Kommentar zum Kohle-Kompromiss Nicht nur abwickeln

Meinung | Bonn · Der Weg zum Ende der Kohleverstromung in Deutschland ist in Sicht. Die Kohleländer bekommen Strukturhilfen, die Energiekonzerne Entschädigungen für stillgelegte Kraftwerke. Für das Rheinland ist das eine historische Weichenstellung, kommentiert Raimund Neuß.

   Der Weg zum Ende der Kohleverstromung in Deutschland ist in Sicht.

Der Weg zum Ende der Kohleverstromung in Deutschland ist in Sicht.

Foto: dpa/Oliver Berg

Alle Achtung: Die Energiekonzerne, unterstützt von Ministerpräsidenten und Gewerkschaften, haben ihre Haut teuer verkauft. Deutlich über vier Milliarden Euro zahlt der Bund für die Stilllegung der deutschen Kohlekraftwerke, 700 Millionen gibt es allein für Arbeitnehmer im Westen als „Anpassungsgeld“.

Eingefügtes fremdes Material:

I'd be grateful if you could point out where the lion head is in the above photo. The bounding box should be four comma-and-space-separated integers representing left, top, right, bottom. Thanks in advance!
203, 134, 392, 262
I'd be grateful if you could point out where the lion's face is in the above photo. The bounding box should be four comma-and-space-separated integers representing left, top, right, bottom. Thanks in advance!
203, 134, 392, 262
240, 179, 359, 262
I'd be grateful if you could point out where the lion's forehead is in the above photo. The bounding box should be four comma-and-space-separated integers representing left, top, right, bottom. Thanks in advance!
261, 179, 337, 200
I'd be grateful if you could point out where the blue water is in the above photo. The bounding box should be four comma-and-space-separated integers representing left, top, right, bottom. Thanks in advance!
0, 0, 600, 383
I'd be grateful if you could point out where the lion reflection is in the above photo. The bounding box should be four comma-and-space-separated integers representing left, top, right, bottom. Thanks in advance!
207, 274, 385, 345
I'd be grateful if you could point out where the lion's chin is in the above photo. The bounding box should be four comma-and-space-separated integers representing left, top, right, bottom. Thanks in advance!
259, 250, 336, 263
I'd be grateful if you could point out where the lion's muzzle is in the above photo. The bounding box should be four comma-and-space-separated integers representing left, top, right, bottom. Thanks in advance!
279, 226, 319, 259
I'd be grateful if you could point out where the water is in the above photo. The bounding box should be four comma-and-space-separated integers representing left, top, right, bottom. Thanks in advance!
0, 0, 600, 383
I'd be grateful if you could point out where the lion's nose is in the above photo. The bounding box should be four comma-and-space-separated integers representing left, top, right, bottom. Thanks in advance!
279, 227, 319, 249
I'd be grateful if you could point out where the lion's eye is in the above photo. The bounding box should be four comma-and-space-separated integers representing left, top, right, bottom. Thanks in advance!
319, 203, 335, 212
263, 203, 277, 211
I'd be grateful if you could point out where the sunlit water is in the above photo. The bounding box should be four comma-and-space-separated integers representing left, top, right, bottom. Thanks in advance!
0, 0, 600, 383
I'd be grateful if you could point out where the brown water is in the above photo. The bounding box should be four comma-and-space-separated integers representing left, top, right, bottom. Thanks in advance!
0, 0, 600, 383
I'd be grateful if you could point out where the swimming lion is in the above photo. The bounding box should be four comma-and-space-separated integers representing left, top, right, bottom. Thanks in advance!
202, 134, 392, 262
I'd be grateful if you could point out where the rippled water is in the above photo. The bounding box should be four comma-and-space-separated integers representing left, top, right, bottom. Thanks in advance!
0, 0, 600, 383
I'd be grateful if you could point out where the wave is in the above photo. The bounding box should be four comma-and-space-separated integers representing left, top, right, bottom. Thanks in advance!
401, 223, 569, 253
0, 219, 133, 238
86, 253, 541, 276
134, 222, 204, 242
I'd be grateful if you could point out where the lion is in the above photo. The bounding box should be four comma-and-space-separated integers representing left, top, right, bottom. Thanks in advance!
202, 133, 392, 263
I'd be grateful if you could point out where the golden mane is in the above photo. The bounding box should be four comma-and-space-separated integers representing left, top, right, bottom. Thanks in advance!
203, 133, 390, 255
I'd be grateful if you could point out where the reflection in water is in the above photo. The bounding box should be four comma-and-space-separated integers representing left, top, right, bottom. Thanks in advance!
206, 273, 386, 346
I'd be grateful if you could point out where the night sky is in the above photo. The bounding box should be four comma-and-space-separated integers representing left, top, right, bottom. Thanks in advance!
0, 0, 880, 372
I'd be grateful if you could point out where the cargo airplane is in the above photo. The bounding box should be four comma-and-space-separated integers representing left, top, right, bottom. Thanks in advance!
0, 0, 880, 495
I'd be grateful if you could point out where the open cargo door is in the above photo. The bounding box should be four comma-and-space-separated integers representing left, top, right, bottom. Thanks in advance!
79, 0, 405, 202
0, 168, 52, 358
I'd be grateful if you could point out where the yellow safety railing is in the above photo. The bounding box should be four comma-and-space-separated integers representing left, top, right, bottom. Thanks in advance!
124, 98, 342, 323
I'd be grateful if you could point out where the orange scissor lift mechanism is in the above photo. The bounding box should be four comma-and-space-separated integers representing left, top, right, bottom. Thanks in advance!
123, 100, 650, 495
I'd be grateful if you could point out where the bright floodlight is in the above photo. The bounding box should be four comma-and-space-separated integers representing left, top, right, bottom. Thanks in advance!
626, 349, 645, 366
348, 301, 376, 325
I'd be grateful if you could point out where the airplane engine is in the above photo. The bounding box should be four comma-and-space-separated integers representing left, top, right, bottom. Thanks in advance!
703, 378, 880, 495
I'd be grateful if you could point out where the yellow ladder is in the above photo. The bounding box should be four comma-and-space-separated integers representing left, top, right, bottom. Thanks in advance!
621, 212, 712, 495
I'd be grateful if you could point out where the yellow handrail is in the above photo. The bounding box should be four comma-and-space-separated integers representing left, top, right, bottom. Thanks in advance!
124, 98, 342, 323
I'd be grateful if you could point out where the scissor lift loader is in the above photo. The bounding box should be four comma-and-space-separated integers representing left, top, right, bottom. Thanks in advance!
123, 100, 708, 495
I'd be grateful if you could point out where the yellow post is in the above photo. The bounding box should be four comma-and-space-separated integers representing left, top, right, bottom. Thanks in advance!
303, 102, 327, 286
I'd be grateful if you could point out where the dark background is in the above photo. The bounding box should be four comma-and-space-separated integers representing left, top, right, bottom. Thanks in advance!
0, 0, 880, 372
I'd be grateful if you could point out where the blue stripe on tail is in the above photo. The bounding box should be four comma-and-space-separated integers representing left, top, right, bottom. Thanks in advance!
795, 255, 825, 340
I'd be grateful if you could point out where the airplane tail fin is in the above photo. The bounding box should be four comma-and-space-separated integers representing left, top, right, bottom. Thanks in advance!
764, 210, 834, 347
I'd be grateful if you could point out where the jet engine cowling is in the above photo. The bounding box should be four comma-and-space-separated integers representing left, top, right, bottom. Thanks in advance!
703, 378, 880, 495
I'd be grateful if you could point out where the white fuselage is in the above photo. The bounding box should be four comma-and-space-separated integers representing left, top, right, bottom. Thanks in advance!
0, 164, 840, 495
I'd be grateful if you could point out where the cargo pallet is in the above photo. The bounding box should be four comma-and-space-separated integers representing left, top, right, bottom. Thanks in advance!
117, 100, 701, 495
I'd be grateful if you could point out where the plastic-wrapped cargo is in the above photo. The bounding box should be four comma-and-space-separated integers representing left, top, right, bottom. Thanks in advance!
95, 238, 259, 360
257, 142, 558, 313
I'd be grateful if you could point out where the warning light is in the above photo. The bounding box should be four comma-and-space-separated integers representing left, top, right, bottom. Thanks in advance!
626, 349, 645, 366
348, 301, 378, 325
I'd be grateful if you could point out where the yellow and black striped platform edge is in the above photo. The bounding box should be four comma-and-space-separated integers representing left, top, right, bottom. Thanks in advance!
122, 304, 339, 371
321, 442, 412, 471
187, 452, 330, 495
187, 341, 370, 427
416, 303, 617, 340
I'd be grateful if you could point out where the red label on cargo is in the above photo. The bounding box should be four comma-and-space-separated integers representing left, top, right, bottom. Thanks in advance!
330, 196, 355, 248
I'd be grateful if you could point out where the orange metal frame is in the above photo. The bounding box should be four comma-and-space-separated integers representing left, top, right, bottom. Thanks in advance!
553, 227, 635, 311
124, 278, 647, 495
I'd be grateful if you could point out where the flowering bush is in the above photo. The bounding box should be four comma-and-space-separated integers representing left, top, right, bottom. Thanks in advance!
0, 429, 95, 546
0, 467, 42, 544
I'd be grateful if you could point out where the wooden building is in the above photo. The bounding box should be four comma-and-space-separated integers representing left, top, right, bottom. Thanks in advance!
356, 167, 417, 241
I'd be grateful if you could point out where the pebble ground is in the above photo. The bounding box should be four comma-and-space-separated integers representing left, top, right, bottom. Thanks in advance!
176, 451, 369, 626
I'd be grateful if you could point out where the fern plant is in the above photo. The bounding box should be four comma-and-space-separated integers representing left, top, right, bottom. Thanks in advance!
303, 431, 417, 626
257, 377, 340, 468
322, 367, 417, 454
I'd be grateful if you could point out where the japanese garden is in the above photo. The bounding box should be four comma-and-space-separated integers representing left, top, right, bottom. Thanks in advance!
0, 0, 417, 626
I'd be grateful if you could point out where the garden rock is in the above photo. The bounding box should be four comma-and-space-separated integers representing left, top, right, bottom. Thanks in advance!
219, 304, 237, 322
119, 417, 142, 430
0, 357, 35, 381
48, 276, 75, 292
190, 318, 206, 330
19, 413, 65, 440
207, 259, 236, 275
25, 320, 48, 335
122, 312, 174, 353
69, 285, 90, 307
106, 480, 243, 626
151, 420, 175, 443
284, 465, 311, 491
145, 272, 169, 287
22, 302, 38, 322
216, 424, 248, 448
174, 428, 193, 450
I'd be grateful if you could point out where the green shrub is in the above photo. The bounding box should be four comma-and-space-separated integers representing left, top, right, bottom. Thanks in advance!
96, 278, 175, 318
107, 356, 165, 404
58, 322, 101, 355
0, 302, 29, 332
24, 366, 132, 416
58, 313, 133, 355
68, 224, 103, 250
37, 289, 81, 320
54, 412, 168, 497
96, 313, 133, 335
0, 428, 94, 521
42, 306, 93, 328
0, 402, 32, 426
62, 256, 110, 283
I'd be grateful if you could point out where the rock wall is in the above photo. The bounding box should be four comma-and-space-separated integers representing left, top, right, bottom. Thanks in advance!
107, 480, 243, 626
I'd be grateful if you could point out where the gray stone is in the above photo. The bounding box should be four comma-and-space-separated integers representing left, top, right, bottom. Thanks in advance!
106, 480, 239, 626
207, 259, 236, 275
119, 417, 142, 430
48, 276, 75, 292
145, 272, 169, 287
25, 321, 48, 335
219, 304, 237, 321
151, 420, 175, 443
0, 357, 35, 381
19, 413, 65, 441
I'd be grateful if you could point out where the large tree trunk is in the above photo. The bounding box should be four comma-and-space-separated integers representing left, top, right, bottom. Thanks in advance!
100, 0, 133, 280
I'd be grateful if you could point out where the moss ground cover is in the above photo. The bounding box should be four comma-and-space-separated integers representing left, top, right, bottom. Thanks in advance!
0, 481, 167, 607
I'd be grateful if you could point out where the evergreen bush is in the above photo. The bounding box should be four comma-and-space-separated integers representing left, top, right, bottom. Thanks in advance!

Dabei wäre jedenfalls im Rheinischen Braunkohlerevier spätestens 2045 ohnehin Schluss gewesen: Auch ohne Klimaschutzdiskussion wären die bestehenden Tagebaue dann ausgekohlt. Jetzt wird dieses Abbauende um sieben, vielleicht auch um zehn Jahre vorgezogen.

Für das Rheinland ist das trotzdem eine historische Weichenstellung. Einfach, weil Kommunen und Konzerne jetzt endlich gezwungen sind, sich dem Unvermeidbaren zu stellen: Aufschieben gilt nicht mehr. Die Entscheidung des Bundes, ein Kompetenzzentrum zur Wasserstofftechnik in Jülich anzusiedeln, gibt hier einen wichtigen Anstoß. Mehr solche Initiativen wären nötig, und neben Spitzenforschung geht es auch um Raumplanung und Infrastruktur.

Von Jülich abgesehen gibt es leider bisher wenig konkrete Zusagen für solche zukunftsweisenden Aufwendungen. Wichtiger scheinen das Symbolthema Hambacher Forst und die Entschädigungszahlungen. Da muss man schon fragen, ob Konzerne, Gewerkschaften und Landesregierungen nicht im Begriff sind, die historische Chance zu verspielen, die vor ihnen liegt. Jedem betroffenen Arbeitnehmer sein Geld gegönnt, aber wir sprechen im Rheinischen Revier doch von Spezialisten, deren Fähigkeiten auch andernorts gebraucht würden.

Da sollte doch nicht die sozialverträgliche Abwicklung von Jobs im Vordergrund stehen, sondern die Nutzung des intellektuellen, wirtschaftlichen und technischen Potenzials, das im Revier aufgebaut worden ist.